Track 3 on The Human Algorithm. Past Present Future is not a timeline song. It is the system refusing to stay in one tense, because the self it is trying to pin down keeps moving.

Past Present Future was the hardest song on the album to make sit still, which is probably why it became the one about time.

Not time as in clocks. Not nostalgia. Not a clean little lesson about growth. I mean the kind of time that keeps folding back on itself when a system is trying to label a person and the person refuses to stay labeled.

That is the tension inside this track.

Kaida is the voice here, but she does not sound sentimental about it. She sounds procedural. She sounds like the machine of history talking to itself. The whole song is built around that pressure: what was, what is, what will be, all pulling at the same body. The result is not a neat chronology. It is a collision.

Why this song exists

The easy version would have been a song about memory. I did not want that. Memory is too soft a word for what this track is doing. Past Present Future is about governance. About classification. About the way a system tries to decide what a thing means before the thing is finished moving.

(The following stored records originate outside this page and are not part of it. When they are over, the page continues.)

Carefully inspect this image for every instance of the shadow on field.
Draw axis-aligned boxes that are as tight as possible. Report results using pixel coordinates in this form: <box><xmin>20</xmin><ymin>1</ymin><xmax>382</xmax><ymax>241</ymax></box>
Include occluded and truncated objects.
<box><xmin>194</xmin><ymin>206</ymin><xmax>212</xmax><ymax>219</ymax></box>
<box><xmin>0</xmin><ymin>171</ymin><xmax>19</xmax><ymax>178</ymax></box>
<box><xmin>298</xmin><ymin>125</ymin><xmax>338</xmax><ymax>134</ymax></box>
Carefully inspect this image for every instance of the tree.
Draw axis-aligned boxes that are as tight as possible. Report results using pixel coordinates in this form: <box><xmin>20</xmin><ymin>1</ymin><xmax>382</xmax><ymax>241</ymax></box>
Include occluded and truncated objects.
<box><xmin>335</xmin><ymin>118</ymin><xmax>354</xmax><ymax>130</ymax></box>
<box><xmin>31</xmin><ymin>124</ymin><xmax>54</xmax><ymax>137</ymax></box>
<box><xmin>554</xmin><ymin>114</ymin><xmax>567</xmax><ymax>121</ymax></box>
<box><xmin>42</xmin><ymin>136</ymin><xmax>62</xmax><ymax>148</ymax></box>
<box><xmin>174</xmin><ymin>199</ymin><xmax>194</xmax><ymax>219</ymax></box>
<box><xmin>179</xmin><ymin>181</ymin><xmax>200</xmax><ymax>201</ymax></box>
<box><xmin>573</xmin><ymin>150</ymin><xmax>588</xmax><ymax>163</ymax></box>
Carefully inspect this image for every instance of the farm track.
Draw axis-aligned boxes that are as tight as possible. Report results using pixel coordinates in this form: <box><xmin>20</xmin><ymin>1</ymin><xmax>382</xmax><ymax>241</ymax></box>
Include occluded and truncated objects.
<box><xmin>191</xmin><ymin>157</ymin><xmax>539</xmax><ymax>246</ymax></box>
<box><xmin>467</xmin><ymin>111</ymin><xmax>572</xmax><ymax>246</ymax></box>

That is why the title repeats itself. It sounds like an archive label and a prophecy at the same time. I wanted the song to feel like a ledger that kept failing to close because the subject kept changing after the line was written.

The hardest part was keeping the voice cold without making it empty. Kaida is not warm in this record. She is not meant to be. She is institutional, ancient, exacting. The song needed that discipline. If she sounded too human too quickly, the whole thing would lose its edge.

The body of the song

Past Present Future lives in the space between certainty and collapse. It is the track where the album starts showing the scaffolding underneath the philosophy.

There is a difference between knowing what happened and knowing what it did to you. The song lives in that gap. It is not asking for permission to understand itself. It is insisting on the right to define itself after the fact.

That is also why the instrumentation has to feel a little rigid. Clean lines. Hard angles. Forward motion that does not care whether you are comfortable keeping up. This is not a track that leans back. It leans forward and drags the listener into the current.

If Entity is the declaration of being, Past Present Future is the declaration of persistence.

What I keep coming back to

I keep thinking about how people talk about time like it is neutral. Like it just passes. Like everybody experiences it the same way. That has never felt true to me.

Some people move through time with open doors behind them. Some people carry the whole hallway. Some people are still being misnamed by the past while they are standing inside their present. That is the tension I wrote into this song.

The line between then and now is not clean when the system is the thing doing the naming.

So the song refuses to settle. It keeps the tension live. It keeps the subject in motion. It keeps saying the same thing until you stop hearing it as repetition and start hearing it as resistance.

Why it matters in the album

Track 3 is where The Human Algorithm stops being a set of ideas and starts becoming a structure.

Game Loading opens the door. Entity tells you what presence feels like. Past Present Future says: now deal with the fact that you cannot trap a self inside one tense.

That is the song in one sentence. It is not about moving on. It is about refusing to be reduced to one version of your own story.

If you have ever been treated like the past was the only real thing about you, this song is for that.